The Sad Decline of UW-Stevens Point
Its elimination of liberal arts courses made the New York Times, hurts state’s education and democracy,
It is not every day that the front page of The New York Times has a byline from Stevens Point, Wisconsin. This weekend, however, the Sunday edition published, below the fold, a story on the diminishing role UW-Stevens Point is playing with liberal arts degrees.
I read the story with interest having grown up roughly 40 miles from the campus, and mindful that many of my peers attended the college as it was close to home, allowed for a wider view of the world than offered in their rural towns, and was affordable. As I read the many column inches in the news article, however, I grew more sad.
To remain financially viable the university made a move which created state headlines. History, French and German will be eliminated as liberal arts programs and replaced with an emphasis on classes to allow for profit-making careers. On an equally painful note, the story also reported, tenured faculty members could lose their jobs as a result.
What is troubling about this story is that the decades-long rants against higher education are coming home to roost. And as a result we, as a nation, are losing far more than we are gaining.
For too long we have heard that professors at places of higher education are ‘egg-heads’, liberals, and that degrees only allow for a new generation of elitists.
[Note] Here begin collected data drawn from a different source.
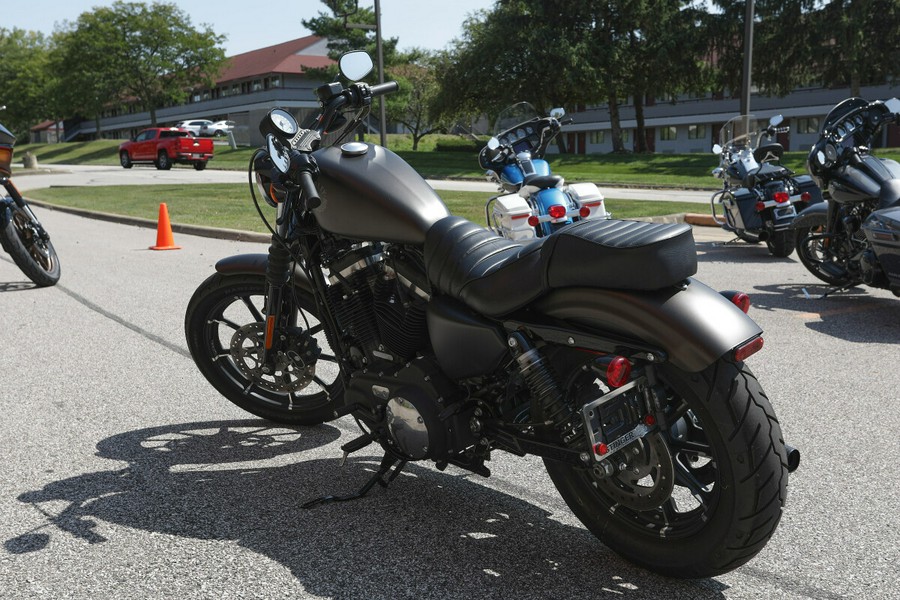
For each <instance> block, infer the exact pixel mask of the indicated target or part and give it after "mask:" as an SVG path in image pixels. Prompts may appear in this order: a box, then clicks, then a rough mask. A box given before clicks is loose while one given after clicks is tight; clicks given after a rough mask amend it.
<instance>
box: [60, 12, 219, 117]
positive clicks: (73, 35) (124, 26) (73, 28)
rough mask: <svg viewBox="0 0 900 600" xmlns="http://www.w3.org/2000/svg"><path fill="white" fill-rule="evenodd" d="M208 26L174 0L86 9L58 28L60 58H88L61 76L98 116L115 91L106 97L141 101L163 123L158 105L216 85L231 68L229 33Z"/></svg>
mask: <svg viewBox="0 0 900 600" xmlns="http://www.w3.org/2000/svg"><path fill="white" fill-rule="evenodd" d="M201 27H203V28H202V29H199V30H198V29H195V28H194V27H193V25H192V24H191V20H190V17H188V16H187V14H185V13H184V11H182V10H181V9H179V8H178V7H177V6H176V5H175V4H166V3H154V4H152V5H149V6H148V5H146V4H143V3H132V2H123V1H118V2H115V3H113V4H112V5H111V6H109V7H99V8H95V9H94V10H93V11H92V12H90V13H83V14H82V15H81V16H80V17H79V19H78V21H77V22H76V23H75V25H74V26H73V27H71V28H70V29H69V30H68V31H62V32H60V33H59V46H60V48H61V50H60V52H61V56H60V57H59V63H58V64H60V65H67V64H68V65H70V66H71V65H72V62H71V61H76V62H77V60H78V59H79V58H80V59H82V60H84V61H87V62H85V63H84V65H83V66H81V67H80V68H79V67H76V68H75V69H74V70H73V71H72V72H71V73H68V72H63V73H61V74H60V75H61V78H62V79H64V80H66V81H69V82H70V83H71V84H72V85H71V86H70V87H74V88H75V89H72V96H71V99H72V102H73V106H74V107H76V108H77V109H79V110H86V111H89V112H90V113H92V116H93V115H96V114H97V112H98V106H101V107H102V106H103V98H102V95H103V94H105V93H107V92H110V91H111V90H115V92H112V93H111V95H110V96H107V101H109V102H119V101H121V100H127V101H134V102H136V103H138V105H140V106H142V107H143V108H144V109H145V110H148V111H149V112H150V122H151V124H152V125H156V124H157V119H156V110H157V108H159V107H162V106H166V105H170V104H179V103H182V102H184V101H185V100H186V99H187V97H188V96H189V94H191V93H192V91H193V90H194V89H195V88H197V87H201V86H203V87H209V86H211V85H212V84H213V83H214V81H215V79H216V77H217V76H218V74H219V72H220V71H221V68H222V67H223V66H224V63H225V51H224V50H223V49H222V48H221V47H220V44H221V43H222V42H223V41H224V40H225V36H223V35H217V34H216V33H215V32H214V31H213V30H212V29H211V28H210V27H209V26H205V25H204V26H201ZM88 74H90V75H88ZM81 77H84V79H82V78H81ZM92 78H96V80H95V81H93V82H90V83H87V84H85V82H87V81H89V80H90V79H92ZM79 88H83V89H79Z"/></svg>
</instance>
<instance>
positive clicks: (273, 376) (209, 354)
mask: <svg viewBox="0 0 900 600" xmlns="http://www.w3.org/2000/svg"><path fill="white" fill-rule="evenodd" d="M264 293H265V276H264V275H231V276H224V275H221V274H219V273H217V274H215V275H212V276H211V277H209V278H208V279H207V280H206V281H205V282H203V284H202V285H201V286H200V287H199V288H197V291H196V292H194V295H193V297H192V298H191V301H190V303H189V304H188V309H187V314H186V315H185V334H186V336H187V342H188V348H189V349H190V352H191V356H192V357H193V358H194V362H195V363H196V364H197V367H198V368H199V369H200V372H201V373H203V375H204V376H205V377H206V379H207V380H208V381H209V382H210V383H211V384H212V385H213V387H215V388H216V390H218V391H219V392H220V393H221V394H222V395H223V396H225V397H226V398H227V399H229V400H230V401H232V402H234V403H235V404H236V405H238V406H240V407H241V408H243V409H244V410H246V411H248V412H251V413H253V414H255V415H257V416H260V417H263V418H265V419H269V420H271V421H276V422H278V423H288V424H294V425H318V424H319V423H324V422H325V421H329V420H331V419H333V418H334V411H335V408H336V406H337V398H338V396H339V395H340V392H341V384H340V379H339V377H338V364H337V359H336V357H335V356H334V353H333V352H332V351H331V347H330V346H329V344H328V340H327V339H326V336H325V332H324V329H323V327H322V325H321V324H320V323H319V321H318V319H317V318H316V316H315V313H316V311H315V308H314V306H315V305H314V302H313V299H312V297H310V296H309V295H308V294H307V293H305V292H302V291H300V290H295V293H294V297H295V304H297V305H299V306H298V309H299V313H300V314H299V315H298V318H297V321H296V324H297V327H294V328H292V329H291V330H290V331H289V332H285V336H284V339H282V340H280V341H279V346H278V348H277V349H276V350H275V351H274V352H270V353H269V360H268V361H266V362H265V363H264V362H263V361H261V360H260V357H261V349H262V347H263V335H264V331H265V317H264V309H265V296H264Z"/></svg>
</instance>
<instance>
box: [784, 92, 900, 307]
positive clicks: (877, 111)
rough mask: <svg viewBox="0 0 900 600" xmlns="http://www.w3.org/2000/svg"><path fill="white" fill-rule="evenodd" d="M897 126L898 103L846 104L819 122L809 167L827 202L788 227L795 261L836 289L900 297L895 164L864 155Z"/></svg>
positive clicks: (872, 155)
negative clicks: (893, 295)
mask: <svg viewBox="0 0 900 600" xmlns="http://www.w3.org/2000/svg"><path fill="white" fill-rule="evenodd" d="M896 122H900V100H898V99H897V98H891V99H890V100H887V101H884V102H882V101H880V100H878V101H875V102H867V101H866V100H863V99H862V98H848V99H847V100H844V101H843V102H841V103H839V104H838V105H837V106H835V107H834V108H833V109H831V112H829V113H828V115H827V116H826V117H825V121H824V122H823V123H822V131H821V133H820V134H819V140H818V141H817V142H816V143H815V144H814V145H813V147H812V148H811V149H810V152H809V157H808V159H807V168H808V169H809V172H810V174H811V175H812V176H813V178H815V180H816V183H818V184H819V186H820V187H821V188H822V189H823V190H825V191H827V196H828V201H827V203H824V204H816V205H813V206H810V207H809V208H807V209H806V210H804V211H803V212H801V213H800V214H799V215H798V216H797V219H796V220H795V221H794V228H795V229H796V236H797V255H798V256H799V257H800V262H802V263H803V265H804V266H805V267H806V268H807V269H808V270H809V272H810V273H812V274H813V275H815V276H816V277H818V278H819V279H821V280H822V281H824V282H826V283H829V284H831V285H833V286H835V287H837V288H845V287H850V286H854V285H857V284H860V283H864V284H866V285H870V286H872V287H875V288H883V289H889V290H891V291H892V292H894V295H896V296H900V164H897V162H896V161H893V160H890V159H883V158H877V157H875V156H873V155H872V154H870V153H869V148H870V146H871V144H872V141H873V140H874V138H875V135H876V133H878V132H879V131H881V128H882V126H883V125H887V124H890V123H896Z"/></svg>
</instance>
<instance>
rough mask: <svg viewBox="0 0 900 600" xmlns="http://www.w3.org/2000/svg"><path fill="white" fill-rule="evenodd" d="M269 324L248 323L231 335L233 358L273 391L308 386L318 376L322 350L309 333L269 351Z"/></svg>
mask: <svg viewBox="0 0 900 600" xmlns="http://www.w3.org/2000/svg"><path fill="white" fill-rule="evenodd" d="M265 337H266V334H265V324H264V323H248V324H247V325H244V326H243V327H240V328H239V329H238V330H237V331H235V332H234V335H233V336H232V337H231V345H230V347H229V350H230V353H231V358H232V360H234V363H235V365H236V366H237V368H238V369H239V370H240V372H241V373H242V374H243V375H244V376H245V377H246V378H247V379H249V380H250V381H252V382H254V383H255V384H256V385H258V386H259V387H261V388H263V389H264V390H267V391H270V392H277V393H291V392H297V391H300V390H302V389H303V388H305V387H306V386H308V385H309V384H310V383H311V382H312V381H313V379H314V378H315V375H316V361H317V360H318V358H319V354H320V353H321V349H320V348H319V346H318V344H317V343H316V340H315V338H313V337H311V336H310V335H309V334H307V333H306V332H303V331H301V332H298V333H292V334H291V335H290V339H289V340H288V341H287V342H286V343H283V344H280V345H279V347H278V348H277V349H275V348H273V349H272V350H270V351H269V352H268V353H267V359H266V363H263V362H261V360H260V357H261V356H262V355H263V348H264V346H265Z"/></svg>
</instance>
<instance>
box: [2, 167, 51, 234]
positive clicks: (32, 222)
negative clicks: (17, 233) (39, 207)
mask: <svg viewBox="0 0 900 600" xmlns="http://www.w3.org/2000/svg"><path fill="white" fill-rule="evenodd" d="M2 184H3V187H4V188H6V191H7V193H8V194H9V195H10V197H11V198H12V199H13V202H15V204H16V206H18V207H19V209H20V210H21V211H22V212H24V213H25V214H26V215H28V218H29V219H30V220H31V226H32V228H33V229H34V232H35V233H36V234H37V236H38V237H39V238H40V239H41V240H43V241H44V242H49V241H50V235H49V234H48V233H47V231H46V230H45V229H44V226H43V225H41V222H40V221H38V219H37V217H36V216H35V214H34V212H33V211H32V210H31V207H30V206H28V203H27V202H25V198H23V197H22V194H20V193H19V190H18V188H16V186H15V185H14V184H13V182H12V181H11V180H10V179H9V178H4V179H3V180H2ZM0 210H3V213H4V214H3V215H2V217H0V221H5V220H6V214H5V213H6V211H5V207H4V206H3V203H0ZM0 225H2V226H6V223H5V222H0Z"/></svg>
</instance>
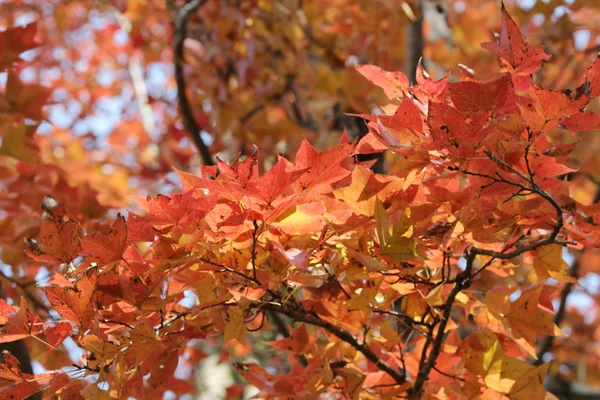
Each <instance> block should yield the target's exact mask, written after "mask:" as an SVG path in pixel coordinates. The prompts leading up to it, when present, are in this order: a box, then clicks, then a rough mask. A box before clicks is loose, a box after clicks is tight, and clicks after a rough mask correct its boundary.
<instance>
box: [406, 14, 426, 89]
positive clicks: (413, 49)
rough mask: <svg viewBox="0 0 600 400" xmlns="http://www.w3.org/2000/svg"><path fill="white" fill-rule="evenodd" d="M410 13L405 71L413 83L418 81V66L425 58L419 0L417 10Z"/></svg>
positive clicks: (408, 14)
mask: <svg viewBox="0 0 600 400" xmlns="http://www.w3.org/2000/svg"><path fill="white" fill-rule="evenodd" d="M415 11H416V12H414V13H412V14H411V13H408V14H407V15H409V18H410V19H411V22H410V24H409V25H408V28H407V32H406V67H405V73H406V76H407V77H408V80H409V82H410V83H411V84H415V83H416V82H417V66H418V65H419V61H420V60H421V58H423V47H424V40H423V6H422V5H421V3H420V2H419V4H418V6H417V10H415Z"/></svg>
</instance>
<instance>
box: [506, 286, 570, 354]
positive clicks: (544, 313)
mask: <svg viewBox="0 0 600 400" xmlns="http://www.w3.org/2000/svg"><path fill="white" fill-rule="evenodd" d="M542 289H543V286H542V285H540V286H537V287H535V288H533V289H528V290H524V291H523V292H522V293H521V297H519V298H518V299H517V300H515V301H514V302H512V303H511V304H510V307H509V311H508V314H507V315H505V318H506V320H507V321H508V324H509V326H510V329H511V331H512V332H513V334H515V335H516V337H517V338H519V337H522V338H523V339H525V340H526V341H527V342H528V343H530V344H531V345H533V346H535V344H536V338H537V336H538V335H539V334H543V335H552V336H562V335H564V334H563V333H562V331H561V330H560V328H559V327H558V326H556V324H555V323H554V315H553V313H552V312H550V311H548V310H546V309H544V308H541V307H539V301H540V295H541V293H542Z"/></svg>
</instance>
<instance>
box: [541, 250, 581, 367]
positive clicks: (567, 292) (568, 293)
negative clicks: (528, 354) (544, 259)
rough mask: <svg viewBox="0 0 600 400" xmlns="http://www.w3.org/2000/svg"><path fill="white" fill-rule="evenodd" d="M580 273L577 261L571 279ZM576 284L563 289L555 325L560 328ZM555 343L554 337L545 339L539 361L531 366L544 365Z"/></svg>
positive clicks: (572, 268)
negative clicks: (545, 355)
mask: <svg viewBox="0 0 600 400" xmlns="http://www.w3.org/2000/svg"><path fill="white" fill-rule="evenodd" d="M578 273H579V261H578V260H575V262H574V263H573V266H572V267H571V271H570V272H569V276H570V277H571V278H577V274H578ZM573 286H574V284H573V283H572V282H567V283H566V284H565V286H564V287H563V290H562V291H561V292H560V305H559V306H558V311H557V312H556V314H555V315H554V324H555V325H556V326H558V327H560V324H561V323H562V320H563V319H564V318H565V315H566V313H567V298H568V297H569V294H570V293H571V290H572V289H573ZM553 343H554V336H551V335H547V336H546V337H545V338H544V341H543V342H542V344H541V345H540V347H539V348H538V351H537V359H536V360H532V362H531V364H533V365H536V366H537V365H542V364H543V363H544V360H543V358H544V354H546V353H548V352H549V351H550V350H551V349H552V345H553Z"/></svg>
We have heard too many times from conservatives the word ‘indoctrination’ when speaking of colleges and universities. If not that term then the other diatribe to be used against those who teach and learn is ‘political correctness’.
I am concerned without the teaching of the humanities at places like Stevens Point the mindset of high school graduates will not be advanced beyond whether, or not, something is a moneymaking skill. To dismiss the diverse world from the curriculum at small universities, is to limit the deeper understanding which a more globally connected world demands.
With the constant derision about higher education comes the ease for Republicans to undervalue, and at times dismiss, the role colleges and universities play in our nation. The continued use of such rhetoric makes it easier for budget cuts, which are unwarranted and hurtful to the campuses. According to the Time’s story that is painfully obvious in relation to UW-Stevens Point.
The state, which had provided half the university’s budget in the 1970s, was now covering only 17 percent of it.
Those cuts, along with the lack of a strong counter-argument more in tune with the longer-term needs of our state and country, has produced holes in higher education. It is not only students who suffer, but also the very structures and foundations of our republic. Without a truly educated citizenry the nation can not remain stable.
Recall from your own history classes that ancient Greeks considered it a bedrock belief that a full understanding and appreciation of the humanities was the threshold for self-government. Then, like now, there is a requirement to know certain things in order to perform one’s civic duties. The humanities are the key to developing the capacity of a free people to govern themselves. When a republic has lost that essential ingredient there is only direction it can head.
One of the deep concerns I have specific to UW-Stevens Point is the decision to remove history from the list of possible majors. I have stressed repeatedly on this blog why history matters in the large context, and especially to college students. Students need a liberal arts foundation, not to be successful, but rather to be informed citizens. That point can not be over-stressed.
Prior to college it would be a small percentage of high school graduates who could prove they had the essentials of a liberal education so to ponder and dig down with success into problem solving. But with such an education those graduates can be taught how to research primary sources, how to sort fact from opinion, how to collate and assemble information, how to focus, how to distill information, how to collaborate with other researchers, and how to write effectively.
In essence, teaching students how to think.
We want students to have higher education in the humanities so to learn how to think more critically and then live life with purpose. We need them to be better citizens. We need them to know they are a part of a global world of ideas and contrasting perspectives. But if all we achieve from higher education is a better way to earn a living will mean we have not only cheated them, but also our country.
Gregory Humphrey writes for the Caffeinated Politics blog.